This Company Is Selling Photos Of Your Kids To Teach You A Lesson About Internet Security

mom-daughter-selfieThere are varying levels of paranoia when it comes to sharing photos of kids online. You may have the privacy settings on your social media platforms locked down, but once you start sharing photos and connecting with others and allowing them to share photos — it’s impossible to believe anything you post online can ever be completely secure.

Enter Koppie Koppie – an online store selling pictures of the children of unsuspecting parents who have made their photos a part of the public domain. Here’s the message you’re met with when you visit their site:

If you’ve ever put pictures of your children online, there’s a chance that we’re selling them here on one of our coffee mugs. Just scroll down to see if your kids are in our collection…

The pair behind the site — a journalist and a designer — say it’s not a money making venture, it’s a social experiment. That’s pretty easy to believe actually, because who wants a photo of someone else’s kid on a mug? They are trying to make a point about internet security, and will oblige any parent who requests their image be removed.

That doesn’t make it any less disturbing, though. When you visit the site you’re met with an inventory of mugs with personal snapshots on them. Not only are these photos of other people’s children, but the name of the person who took the photo is listed under the mug itself, next to the price. The duo sourced the photos from Flikr’s “Creative Commons” collection; if Flickr users opt to allow it, their photos can be used freely for commercial use.

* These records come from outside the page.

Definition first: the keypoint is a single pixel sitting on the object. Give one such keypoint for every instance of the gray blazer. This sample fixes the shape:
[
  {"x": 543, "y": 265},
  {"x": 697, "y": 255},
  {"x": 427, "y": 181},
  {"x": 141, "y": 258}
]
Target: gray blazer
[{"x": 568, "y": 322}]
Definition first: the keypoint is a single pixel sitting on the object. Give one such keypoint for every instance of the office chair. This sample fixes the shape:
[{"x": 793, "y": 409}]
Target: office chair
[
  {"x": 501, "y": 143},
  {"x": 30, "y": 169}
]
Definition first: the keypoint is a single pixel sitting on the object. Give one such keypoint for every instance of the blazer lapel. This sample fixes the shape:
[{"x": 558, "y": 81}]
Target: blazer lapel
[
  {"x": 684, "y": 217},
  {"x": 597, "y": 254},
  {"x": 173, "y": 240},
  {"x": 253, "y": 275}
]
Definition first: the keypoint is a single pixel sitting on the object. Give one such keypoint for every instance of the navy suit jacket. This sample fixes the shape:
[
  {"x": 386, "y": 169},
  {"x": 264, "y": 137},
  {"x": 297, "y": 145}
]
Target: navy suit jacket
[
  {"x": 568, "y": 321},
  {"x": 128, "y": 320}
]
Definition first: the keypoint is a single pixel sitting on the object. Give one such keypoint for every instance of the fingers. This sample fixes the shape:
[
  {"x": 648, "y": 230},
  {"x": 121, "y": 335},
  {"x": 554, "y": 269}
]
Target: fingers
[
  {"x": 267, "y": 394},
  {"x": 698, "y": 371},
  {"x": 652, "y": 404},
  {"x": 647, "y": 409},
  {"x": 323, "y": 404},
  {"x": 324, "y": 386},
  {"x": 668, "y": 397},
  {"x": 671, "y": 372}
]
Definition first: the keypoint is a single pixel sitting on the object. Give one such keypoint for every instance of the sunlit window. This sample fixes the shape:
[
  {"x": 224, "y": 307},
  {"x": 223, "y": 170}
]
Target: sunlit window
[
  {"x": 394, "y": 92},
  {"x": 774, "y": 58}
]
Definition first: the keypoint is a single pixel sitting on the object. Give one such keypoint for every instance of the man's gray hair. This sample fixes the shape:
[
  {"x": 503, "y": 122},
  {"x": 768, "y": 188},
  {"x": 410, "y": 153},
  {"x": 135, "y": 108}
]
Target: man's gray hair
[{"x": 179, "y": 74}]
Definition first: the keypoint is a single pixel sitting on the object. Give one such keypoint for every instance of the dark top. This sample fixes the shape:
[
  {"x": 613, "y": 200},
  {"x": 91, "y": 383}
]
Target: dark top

Which brings us to the question of “why” would someone opt to put photos of their child on a site and freely allow those photos to be used commercially without the need for notification or compensation? It seems like an odd choice, but is it really any different than posting a video of your child to YouTube? No, it’s not.

I doubt parents would react positively to seeing an image of their child on a mug, for sale on the internet. Or for that matter, to seeing an image of their child being used to make a point about internet security. However disconcerting the site’s message is — it does make a valid point:

share your unprotected images freely on the internet and anyone can swipe them for their own use.